Radiologia Brasileira - Publicação Científica Oficial do Colégio Brasileiro de Radiologia

In a series of previous editorials(1-3) we have discussed some relevant topics related to teleradiology. With the ever increasing digitization of Radiology services in our country, a new theme brings us again to the pages of this journal: which would the minimum required specifications be for the utilization of electronic displays in imaging diagnosis?
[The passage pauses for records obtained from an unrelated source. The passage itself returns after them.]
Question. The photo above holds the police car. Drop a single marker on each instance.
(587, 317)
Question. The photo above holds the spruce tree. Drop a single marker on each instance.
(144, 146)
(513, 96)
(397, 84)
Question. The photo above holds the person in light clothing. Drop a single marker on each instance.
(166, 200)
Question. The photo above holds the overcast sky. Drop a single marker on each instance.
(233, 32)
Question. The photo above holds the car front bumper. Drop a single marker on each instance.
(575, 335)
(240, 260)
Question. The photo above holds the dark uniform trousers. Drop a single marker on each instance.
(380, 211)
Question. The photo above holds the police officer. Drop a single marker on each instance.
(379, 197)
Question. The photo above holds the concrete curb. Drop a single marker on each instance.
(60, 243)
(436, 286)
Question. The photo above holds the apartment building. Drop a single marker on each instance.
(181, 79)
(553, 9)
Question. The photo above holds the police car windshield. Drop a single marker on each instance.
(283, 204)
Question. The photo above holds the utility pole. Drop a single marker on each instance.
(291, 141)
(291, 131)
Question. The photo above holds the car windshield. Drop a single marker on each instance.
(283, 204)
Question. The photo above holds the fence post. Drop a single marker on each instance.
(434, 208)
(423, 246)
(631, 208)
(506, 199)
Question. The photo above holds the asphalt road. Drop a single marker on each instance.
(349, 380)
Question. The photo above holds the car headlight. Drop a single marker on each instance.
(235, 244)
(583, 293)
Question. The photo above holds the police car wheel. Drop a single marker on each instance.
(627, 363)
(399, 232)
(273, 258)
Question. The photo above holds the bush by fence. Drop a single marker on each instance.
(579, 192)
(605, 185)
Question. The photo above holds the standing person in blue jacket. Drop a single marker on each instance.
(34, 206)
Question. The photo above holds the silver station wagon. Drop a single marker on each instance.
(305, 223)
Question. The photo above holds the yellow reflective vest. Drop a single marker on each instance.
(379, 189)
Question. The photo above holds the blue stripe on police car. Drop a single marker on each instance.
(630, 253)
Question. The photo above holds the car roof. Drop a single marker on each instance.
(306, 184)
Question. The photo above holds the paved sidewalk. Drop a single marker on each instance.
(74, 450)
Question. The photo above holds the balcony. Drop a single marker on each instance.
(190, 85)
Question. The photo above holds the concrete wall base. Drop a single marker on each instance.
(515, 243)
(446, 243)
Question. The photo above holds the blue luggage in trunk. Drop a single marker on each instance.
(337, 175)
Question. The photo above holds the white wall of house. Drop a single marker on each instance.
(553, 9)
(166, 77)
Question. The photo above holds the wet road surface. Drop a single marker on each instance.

Are there regulations or laws on this subject in Brazil?

Technically, there is a set of solid reasons pointing toward the utilization of high quality displays, moreover when one considers those imaging methods which provide finer details and variations gray scale such as the case of mammography. But would that display quality be necessary for computed tomography reporting, for example?

It is necessary to know something about the nature of contrasts perception by the human eye, before going further into the discussion. A series of studies have demonstrated that our perception of the gray scale is both relative and adaptive, and depends upon the context of lighting in the environment we are in. In our contrast perception, the subjective differences of intensity among different luminosity levels or gray scale shades mainly depend upon the luminosity extremes in the environment we are in, and very little upon the luminosity ratio between the points of such scale. That happens because our eyes have evolved to be able to see both under the desert sunlight and at the twilight and in a moonlit night. Under each one of these contexts, the eyesight will unconsciously adapt in order to define a "white" and a "black". This means that as we look at a radiological image on an ultimate LCD display with a contrast ratio of 10,000:1, what we see as white is 10,000 times brighter than what we perceive as black. On the other hand, as we look at the same image on a conventional CRT display, it is very likely that what we see as being white is only 50 times brighter than what is perceived as being black. And, if we look at the screen of this old display for several days, we will become deeply convinced that its "black" and its "white" are in fact black and white. On the other hand, if we place such old display side by side with the ultimate LCD display, we may find that the black was only a darker gray on the higher resolution display, and that the white was only a light gray. It is such adaptability of the human eyesight which makes us perceive colors based on their context, and not on their absolute brightness values. And that can lead to misinterpretation of subtle or imaging findings at a chest radiograph or at mammograms, for example.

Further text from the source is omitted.